Why Unix needs a standard way to deal with the file durability problem

April 17, 2016

One of the reactions to my entry on Unix's file durability problem is the obvious pragmatic one. To wit, that this isn't really a big problem because you can just look up what you need to do in practice and do it (possibly with some debate over whether you still need to fsync() the containing directory to make new files truly durable or whether that's just superstition by now). I don't disagree with this pragmatic answer and it's certainly what you need to do today, but I think to stick to it is to not see why Unix as a whole should have some sort of agreed on standard for this.

An agreed on standard would help both programmers and kernel developers. On the side of user level programmers, it tells us not just what we need to do in order to achieve file durability today but also what we need to do in order to future-proof our code. A standard amounts to a promise that no sane future Unix setup will add an additional requirement for file durability. If our code is working right today on Solaris UFS or Linux ext2, it will keep working right tomorrow on Linux ext4 or Solaris ZFS. Without a standard, we can't be sure about this and in fact some programs have been burned by it in the past, when new filesystems added extra requirements like fsync()'ing directories under some circumstances.

(This doesn't mean that all future Unix setups will abide by this, of course. It just means that we can say 'your system is clearly broken, this is your problem and not a fault in our code, fix your system setup'. After all, even today people can completely disable file durability through configuration choices.)

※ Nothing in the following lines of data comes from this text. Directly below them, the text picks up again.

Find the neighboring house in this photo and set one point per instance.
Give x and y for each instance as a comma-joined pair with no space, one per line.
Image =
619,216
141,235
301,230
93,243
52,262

On the side of kernel people and filesystem developers, it tells both parties how far a sensible filesystem can go; it becomes a 'this far and no further' marker for filesystem write optimization. Filesystem developers can reject proposed features that break the standard as 'it breaks the standard', and if they don't the overall kernel developers can. Filesystem development can entirely avoid both a race to the bottom and strained attempts to read the POSIX specifications so as to allow ever faster but more dangerous behavior (and also the ensuing arguments over just how one group of FS developers read POSIX).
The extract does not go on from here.